Kepala Dinas Lingkungan Hidup Gianyar Ni Made Mirnawati menyatakan ketegasan itu diambil agar sampah di Gianyar bisa terkelola dengan baik dari rumah tangga, pengangkutan dan penanganan di TPA.

“Harus berani memulai, kalau tidak kapan program ini berhasil dijalankan dan kapan masyarakat taat membuang sampah,” kata Mirna, Rabu, 8 Mei 2024.

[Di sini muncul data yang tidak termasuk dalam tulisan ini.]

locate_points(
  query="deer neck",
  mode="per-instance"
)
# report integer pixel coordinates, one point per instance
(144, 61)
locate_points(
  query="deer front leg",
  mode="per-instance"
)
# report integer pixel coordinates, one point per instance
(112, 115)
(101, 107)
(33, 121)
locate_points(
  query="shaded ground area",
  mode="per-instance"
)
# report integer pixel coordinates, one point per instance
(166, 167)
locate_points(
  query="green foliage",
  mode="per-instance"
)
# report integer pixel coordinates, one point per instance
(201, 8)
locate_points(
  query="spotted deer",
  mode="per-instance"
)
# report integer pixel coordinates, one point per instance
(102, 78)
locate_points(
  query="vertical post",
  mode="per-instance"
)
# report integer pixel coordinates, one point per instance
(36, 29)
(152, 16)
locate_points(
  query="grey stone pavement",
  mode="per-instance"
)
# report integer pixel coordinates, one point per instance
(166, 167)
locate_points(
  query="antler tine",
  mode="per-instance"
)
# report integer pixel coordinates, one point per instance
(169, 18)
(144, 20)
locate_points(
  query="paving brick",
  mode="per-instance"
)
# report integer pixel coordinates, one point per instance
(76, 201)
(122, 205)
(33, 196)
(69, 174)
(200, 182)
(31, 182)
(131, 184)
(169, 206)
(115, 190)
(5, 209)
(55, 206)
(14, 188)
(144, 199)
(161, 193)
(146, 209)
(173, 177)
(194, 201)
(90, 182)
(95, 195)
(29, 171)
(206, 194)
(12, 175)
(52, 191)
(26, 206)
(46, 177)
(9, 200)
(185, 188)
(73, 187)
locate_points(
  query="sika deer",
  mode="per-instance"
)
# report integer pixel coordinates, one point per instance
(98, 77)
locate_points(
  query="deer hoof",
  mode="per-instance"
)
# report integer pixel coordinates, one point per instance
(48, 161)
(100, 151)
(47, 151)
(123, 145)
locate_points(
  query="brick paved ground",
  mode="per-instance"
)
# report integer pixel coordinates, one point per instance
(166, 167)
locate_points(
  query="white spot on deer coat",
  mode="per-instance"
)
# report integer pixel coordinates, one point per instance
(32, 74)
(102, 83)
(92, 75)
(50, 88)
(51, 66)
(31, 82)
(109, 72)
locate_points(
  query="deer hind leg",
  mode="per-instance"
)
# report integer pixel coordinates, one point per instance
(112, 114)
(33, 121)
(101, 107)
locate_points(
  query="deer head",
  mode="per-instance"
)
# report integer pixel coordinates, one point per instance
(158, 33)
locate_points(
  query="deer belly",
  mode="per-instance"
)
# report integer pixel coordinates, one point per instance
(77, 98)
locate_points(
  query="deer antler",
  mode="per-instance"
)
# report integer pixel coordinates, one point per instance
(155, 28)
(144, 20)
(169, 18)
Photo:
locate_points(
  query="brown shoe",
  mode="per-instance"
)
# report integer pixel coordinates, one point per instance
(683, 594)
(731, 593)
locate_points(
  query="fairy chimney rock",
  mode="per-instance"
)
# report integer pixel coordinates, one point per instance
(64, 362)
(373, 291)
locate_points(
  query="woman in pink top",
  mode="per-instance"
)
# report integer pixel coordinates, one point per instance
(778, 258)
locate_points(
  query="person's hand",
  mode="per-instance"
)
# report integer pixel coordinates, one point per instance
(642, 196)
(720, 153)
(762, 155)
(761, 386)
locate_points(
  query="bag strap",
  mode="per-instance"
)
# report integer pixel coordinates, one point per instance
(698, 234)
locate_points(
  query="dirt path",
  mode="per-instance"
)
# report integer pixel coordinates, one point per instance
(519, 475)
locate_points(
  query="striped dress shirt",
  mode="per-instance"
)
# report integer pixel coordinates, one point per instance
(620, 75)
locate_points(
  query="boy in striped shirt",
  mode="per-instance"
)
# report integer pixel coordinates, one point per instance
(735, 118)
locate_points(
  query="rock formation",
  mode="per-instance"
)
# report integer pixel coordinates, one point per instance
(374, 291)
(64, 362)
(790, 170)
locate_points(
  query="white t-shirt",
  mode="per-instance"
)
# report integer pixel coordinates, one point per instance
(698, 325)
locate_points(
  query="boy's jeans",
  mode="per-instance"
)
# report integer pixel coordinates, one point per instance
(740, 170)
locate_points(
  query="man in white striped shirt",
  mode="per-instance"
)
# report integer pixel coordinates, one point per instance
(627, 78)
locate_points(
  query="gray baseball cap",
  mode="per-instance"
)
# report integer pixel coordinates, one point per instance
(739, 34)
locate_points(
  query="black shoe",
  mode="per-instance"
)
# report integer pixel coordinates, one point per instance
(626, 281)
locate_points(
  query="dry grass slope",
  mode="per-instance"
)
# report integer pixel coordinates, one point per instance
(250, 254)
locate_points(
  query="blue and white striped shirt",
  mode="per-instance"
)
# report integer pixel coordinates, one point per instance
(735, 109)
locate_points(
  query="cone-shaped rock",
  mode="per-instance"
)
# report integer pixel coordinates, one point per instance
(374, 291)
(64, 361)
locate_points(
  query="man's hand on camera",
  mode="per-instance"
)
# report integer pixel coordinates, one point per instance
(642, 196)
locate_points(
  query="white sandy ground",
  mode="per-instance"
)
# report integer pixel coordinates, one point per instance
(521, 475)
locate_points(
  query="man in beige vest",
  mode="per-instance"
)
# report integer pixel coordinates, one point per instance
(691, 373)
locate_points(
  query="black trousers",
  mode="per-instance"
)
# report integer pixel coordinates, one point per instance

Mirna menyebut aturannya merupakan inovasi dari Pj Bupati Gianyar Dewa Tagel Wirasa.

TPA Temesi hanya menerima sampah organik pada  Senin, Rabu dan Jumat. Sedangkan Selasa dan Kamis khusus sampah nonorganik.

Sabtu dan Minggu, itu jadwal untuk sampah residu. Angkutan sampah yang membawa jenis sampah dan waktu pengangkutan di luar jadwal dipastikan ditolak masuk TPA Temesi.

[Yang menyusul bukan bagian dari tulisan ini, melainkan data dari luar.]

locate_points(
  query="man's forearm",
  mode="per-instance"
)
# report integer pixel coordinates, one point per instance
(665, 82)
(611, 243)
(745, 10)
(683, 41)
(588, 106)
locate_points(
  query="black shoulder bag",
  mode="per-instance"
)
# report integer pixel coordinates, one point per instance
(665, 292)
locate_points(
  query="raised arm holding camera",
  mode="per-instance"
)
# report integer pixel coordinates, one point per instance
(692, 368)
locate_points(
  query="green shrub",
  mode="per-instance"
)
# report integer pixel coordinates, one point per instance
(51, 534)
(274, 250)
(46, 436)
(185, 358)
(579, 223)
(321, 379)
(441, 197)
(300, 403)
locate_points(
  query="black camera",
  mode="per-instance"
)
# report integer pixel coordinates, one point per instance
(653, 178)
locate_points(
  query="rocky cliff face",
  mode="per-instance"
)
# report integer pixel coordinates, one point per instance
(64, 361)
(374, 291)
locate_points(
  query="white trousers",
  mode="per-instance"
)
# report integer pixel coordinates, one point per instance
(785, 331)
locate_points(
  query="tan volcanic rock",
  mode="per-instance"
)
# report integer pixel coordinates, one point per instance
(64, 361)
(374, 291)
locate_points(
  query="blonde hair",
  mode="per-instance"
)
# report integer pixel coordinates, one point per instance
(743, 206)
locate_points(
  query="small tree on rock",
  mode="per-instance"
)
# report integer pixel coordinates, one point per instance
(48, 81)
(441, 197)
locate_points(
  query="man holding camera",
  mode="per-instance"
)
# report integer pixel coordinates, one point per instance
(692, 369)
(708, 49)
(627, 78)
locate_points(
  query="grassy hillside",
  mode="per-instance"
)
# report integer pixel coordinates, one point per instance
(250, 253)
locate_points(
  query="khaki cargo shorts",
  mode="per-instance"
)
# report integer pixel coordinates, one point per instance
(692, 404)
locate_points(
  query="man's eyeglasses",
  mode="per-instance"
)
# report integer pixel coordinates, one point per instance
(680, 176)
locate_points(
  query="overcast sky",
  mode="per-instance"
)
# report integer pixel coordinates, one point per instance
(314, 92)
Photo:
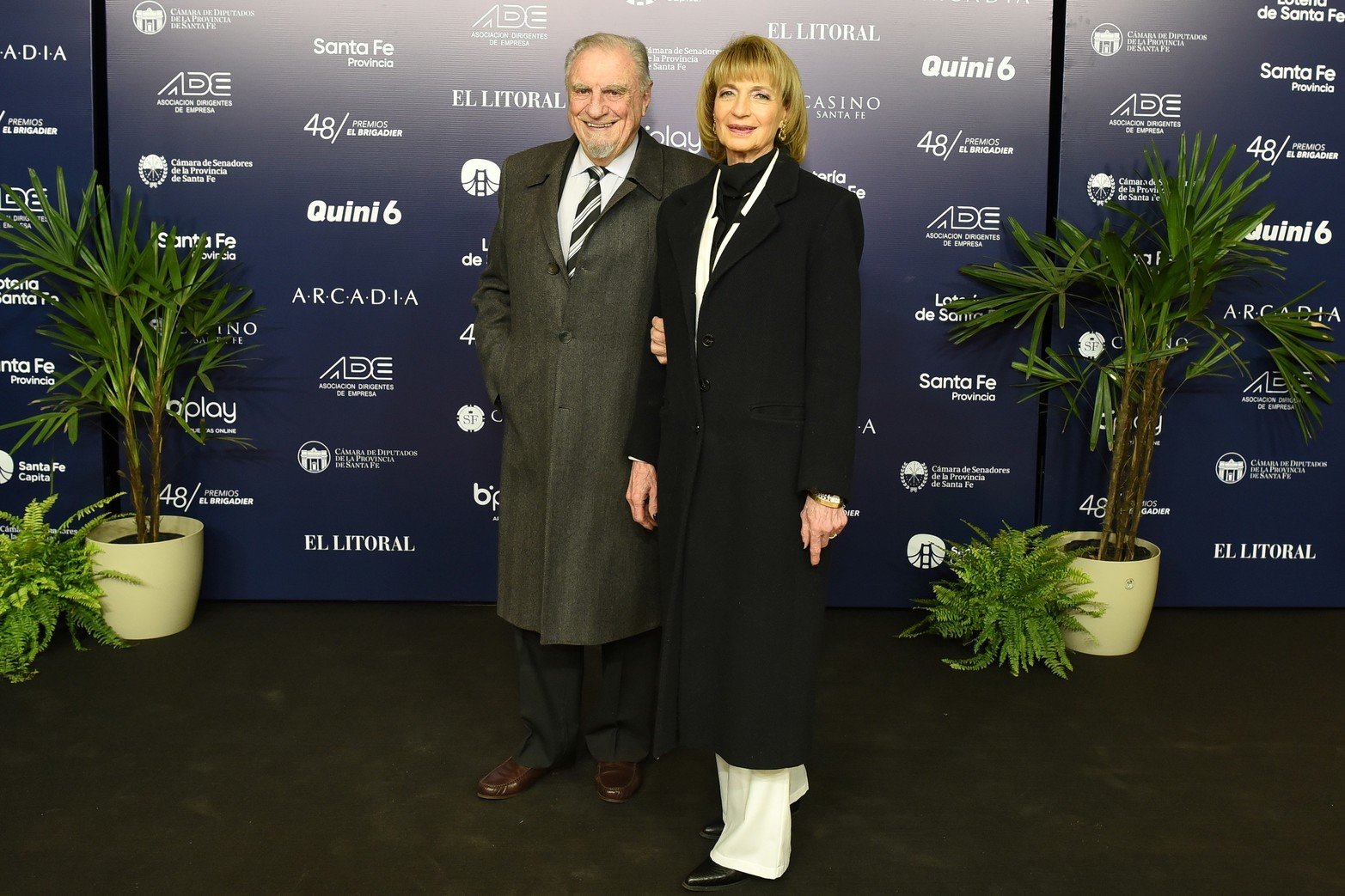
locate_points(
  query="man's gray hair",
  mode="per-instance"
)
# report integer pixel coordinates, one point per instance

“Ketentuan ini sesuai dengan Peraturan Bupati Gianyar Nomor 76 Tahun 2023 tentang Pengelolaan Sampah Berbasis Kearifan Lokal,” imbuhnya.

Selama seminggu digelar, dari rata-rata 75 kendaraan pengangkut sampah yang masuk TPA Temesi, hanya 5 persen yang diputar balik karena membawa sampah tidak sesuai ketentuan.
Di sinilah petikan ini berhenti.